Covariates that were controlled included age, sex, the frailty index (activities of daily living, motor skills, low nutrition, dysphagia, cognitive function, depression, and home-boundedness), and the Kihon Checklist scores (KCL) . This checklist included a self-administered questionnaire consisting of a total of 25 questions.
Duration of exercises
At a “lively 100-years-old physical exercise” session, older adults were required to participate in physical fitness tests every 4 months during the first year, and thereafter, once annually. The total number of physical fitness tests per participant ranged from 1 to 13 times. The 25th percentile was three times and the 75th percentile was seven times. Therefore, in this analysis, all participants were divided into three groups according to the total number of participations and completed physical tests. Participants who took the tests < 3 times were placed in a short-term participation group, those who took the tests four to six times were placed in the mid-term participation group, and those who took the tests seven to 13 times were placed in the long-term participation group.
All statistical analyses were conducted using R version 3.6.3 (Vienna, Austria), with the lme4 package  to fit the mixed-effects models . Mixed-effects models can adequately adjust for missing data as an outcome variable, by the missing at random (MAR) assumption.
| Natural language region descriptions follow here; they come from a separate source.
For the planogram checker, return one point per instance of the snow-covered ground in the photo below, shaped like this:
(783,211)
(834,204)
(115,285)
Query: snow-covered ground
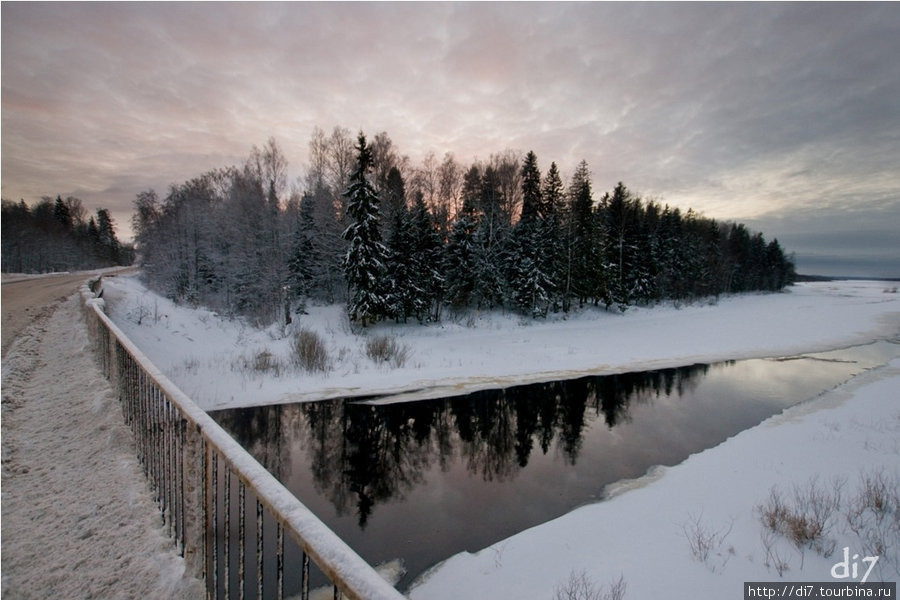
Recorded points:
(694,530)
(78,517)
(689,531)
(223,363)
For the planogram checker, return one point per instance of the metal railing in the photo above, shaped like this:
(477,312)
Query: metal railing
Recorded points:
(197,471)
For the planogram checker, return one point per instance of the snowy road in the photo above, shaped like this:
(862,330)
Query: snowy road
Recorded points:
(78,518)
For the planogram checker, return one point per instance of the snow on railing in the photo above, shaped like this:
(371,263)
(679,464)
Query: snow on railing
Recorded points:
(197,470)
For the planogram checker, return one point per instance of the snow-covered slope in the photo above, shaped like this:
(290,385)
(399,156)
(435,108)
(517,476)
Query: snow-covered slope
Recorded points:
(694,530)
(215,360)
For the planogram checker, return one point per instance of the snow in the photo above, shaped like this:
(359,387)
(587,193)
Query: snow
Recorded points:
(78,517)
(214,359)
(644,534)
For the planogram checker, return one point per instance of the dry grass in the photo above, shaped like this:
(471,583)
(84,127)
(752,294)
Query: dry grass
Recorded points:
(309,351)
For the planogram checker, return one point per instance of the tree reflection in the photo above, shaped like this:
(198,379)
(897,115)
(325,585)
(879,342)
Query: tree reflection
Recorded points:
(362,455)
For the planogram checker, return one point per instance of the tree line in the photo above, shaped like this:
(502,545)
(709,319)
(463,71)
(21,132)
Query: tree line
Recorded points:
(397,241)
(58,235)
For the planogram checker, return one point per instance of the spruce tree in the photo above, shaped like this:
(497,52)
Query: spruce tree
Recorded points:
(364,264)
(426,252)
(581,281)
(529,257)
(460,253)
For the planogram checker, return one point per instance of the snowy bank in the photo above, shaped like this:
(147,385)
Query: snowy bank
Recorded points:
(696,531)
(79,520)
(223,363)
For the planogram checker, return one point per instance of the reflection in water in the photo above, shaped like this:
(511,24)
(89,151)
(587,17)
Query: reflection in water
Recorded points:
(423,480)
(362,455)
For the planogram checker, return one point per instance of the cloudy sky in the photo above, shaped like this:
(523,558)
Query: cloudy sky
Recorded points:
(782,116)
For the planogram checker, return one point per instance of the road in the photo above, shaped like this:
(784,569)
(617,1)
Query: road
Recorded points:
(26,297)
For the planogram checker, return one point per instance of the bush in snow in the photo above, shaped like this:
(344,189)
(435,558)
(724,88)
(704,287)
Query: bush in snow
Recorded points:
(386,349)
(310,353)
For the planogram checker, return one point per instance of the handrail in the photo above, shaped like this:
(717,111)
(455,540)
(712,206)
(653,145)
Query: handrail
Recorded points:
(181,447)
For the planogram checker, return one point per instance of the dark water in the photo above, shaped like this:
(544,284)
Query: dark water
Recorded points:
(424,480)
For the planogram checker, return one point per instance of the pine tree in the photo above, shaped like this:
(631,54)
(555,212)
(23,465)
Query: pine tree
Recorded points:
(490,243)
(426,254)
(460,253)
(364,264)
(529,257)
(553,208)
(302,255)
(582,274)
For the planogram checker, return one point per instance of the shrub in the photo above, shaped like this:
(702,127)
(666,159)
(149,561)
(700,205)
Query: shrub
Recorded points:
(579,587)
(310,353)
(385,349)
(808,520)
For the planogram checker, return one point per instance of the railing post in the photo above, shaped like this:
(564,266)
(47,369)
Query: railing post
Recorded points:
(194,474)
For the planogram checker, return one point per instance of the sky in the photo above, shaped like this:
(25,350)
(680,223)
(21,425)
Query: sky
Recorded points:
(783,116)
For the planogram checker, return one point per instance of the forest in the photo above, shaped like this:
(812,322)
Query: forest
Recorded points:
(400,241)
(54,235)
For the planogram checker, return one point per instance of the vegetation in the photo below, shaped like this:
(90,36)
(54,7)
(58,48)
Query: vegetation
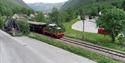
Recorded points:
(40,17)
(56,17)
(1,23)
(24,26)
(98,39)
(80,51)
(112,20)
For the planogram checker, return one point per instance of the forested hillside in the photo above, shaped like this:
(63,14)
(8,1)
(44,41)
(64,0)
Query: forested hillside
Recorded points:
(45,7)
(8,7)
(91,7)
(82,3)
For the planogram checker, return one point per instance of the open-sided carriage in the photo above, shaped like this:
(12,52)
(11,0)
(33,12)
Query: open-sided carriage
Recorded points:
(48,29)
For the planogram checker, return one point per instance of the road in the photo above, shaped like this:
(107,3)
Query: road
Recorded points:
(27,50)
(89,26)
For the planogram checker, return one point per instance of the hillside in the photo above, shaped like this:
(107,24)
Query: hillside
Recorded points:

Maximum likelihood methods were used for the analysis of missing data because the pattern of the missing data was not missing completely at random (MCAR). MLM is an extension of regression that allows for simultaneous estimation of fixed and random effects and is additionally robust for unbalanced data (i.e., missing observations) [22,23,24]. The t-test and the chi-square test were used to compare the baseline data. The level of significance was set at p < 0.05.
MLM was used to identify the physical performance slope difference between groups of different ages. Age was centred by the mean age of all participants. Centering changes an estimated intercept score in models, but does not influence estimated regression coefficients in the model. Intercept scores can be interpreted as the predicted value of outcome where age was mean age and the other predictors were zero except. We used the model to estimate the mean at each point in the reference grid for each age from 65 to 90 years old. Marginal means were estimated as equally weighted means of these predictions at specified margins.
We investigated the associations between the participation level and changes in lower extremity muscle strength, TUG time, and MFS using the following three models: Model 1 was an unadjusted model with a random slope model. Model 2 was adjusted for age, sex, frailty index (depression, home-boundedness, dysphagia, poor nutrition, cognitive status) with a random slope model.